Horacio recapitula de cuando dejó, en su momento, los laboratorios de la biología terrestre (y terrenal) para aliviar las acechanzas de esa absurda inclinación del hombre a la mujer. La biología marina le había dado un refugio resistente a las turbulentas patadas y jalones del deseo. Voltea y le dice al gordo:

-En cuanto termine este cuento, llévate por favor a esa mujer.

-Eso no depende de mí -replica el gordo, sobándose la mandíbula con espíritu deportivo, sin reclamar o devolver el golpe.

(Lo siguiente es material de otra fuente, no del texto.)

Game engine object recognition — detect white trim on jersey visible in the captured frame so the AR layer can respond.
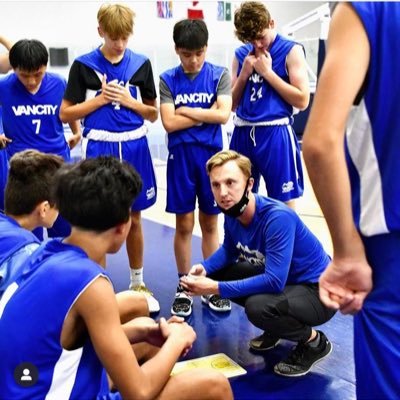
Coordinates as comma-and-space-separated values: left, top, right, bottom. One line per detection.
287, 125, 299, 181
46, 347, 83, 400
233, 115, 290, 126
86, 124, 148, 142
346, 100, 389, 236
0, 282, 18, 318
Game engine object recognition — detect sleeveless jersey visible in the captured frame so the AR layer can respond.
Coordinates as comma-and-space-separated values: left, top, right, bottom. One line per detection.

¿Qué furia armada, o qué legión vestida

del miedo, o manto de la noche oscuro,

sin armas deja el escuadrón seguro,

a mí despierto, a mi razón dormida?

Al Palimuro original lo degollaban los naturales de Italia sin atenerse a los prodigios. Moreira en cambio se va completo y se lleva en la boca el sabor de su Sibila de ocasión, que ve alejarse al marinero entre las crestas de la marea, alcanzar la primera barca y subir ágilmente. Su calva prieta refulge por última vez en la noche, como relámpago, como espada, como espejo.

Horacio baja la guardia y acepta que se encuentra a merced de todo eso. Quién le manda.

Algunos enemigos pensamientos,

corsarios en el mar de amor nacidos

mi dormido batel han asaltado.

-¿Qué es más náufrago? -pregunta al gordo-, ¿El que no regresa, o el que no tiene dónde regresar?

-El que tú me digas.

-Hablo en serio.

-Ya sé. Pero yo no puedo -explica el gordo-, date cuenta de que ni tú ni esa ni Moreira me importan.

-¿Qué te importa?

-Qué te importa. Me importo yo.

-No te creo.

-No me creas. Allá tú.

El alma toca al arma los sentidos;

mas como Amor los halla soñolientos,

es cada sombra un enemigo armado.

Una figura blanca empieza a flotar hacia las antorchas y las barcas detenidas. Amanece Clancy entre nada y camina de regreso a la playa. La ropa se le adhiere al cuerpo y la desnuda. Tirita de risa. Camina derecho hasta Horacio, meneando los brazos húmedos. Se le para enfrente. Muy cerca. El puede sentir su aliento. Ese mareo.

Ella le dice:

-Ya quita esa cara. La libramos, ¿qué no ves? -y echa a caminar desordenadamente por la playa, brincando las huellas en surco de las tortugas. El que pisa raya pisa su medalla, piensa el gordo.

...

Y ustedes se preguntarán en qué termina esta historia. Eso lo sabrán la próxima semana. Y antes de que se pregunten qué pasó con el gordo, se los voy a decir. El gordo soy yo. Cuento lo que vi, dije y oí. Lo demás no sé. Sin avisar ni despedirme, en cuanto amaneció me largué de ahí. No sin antes decirle al desconsolado Horacio, gracias a mi memoria oceánica, el soneto de Las tres Musas que ustedes, a saltos, acaban de leer. Siempre que hacen falta pistas o conjuros, el buen Quevedo, sin errar el blanco, da la medida ante el apremio.

Lo último que recuerdo es un susurro de olas mansas, atrás.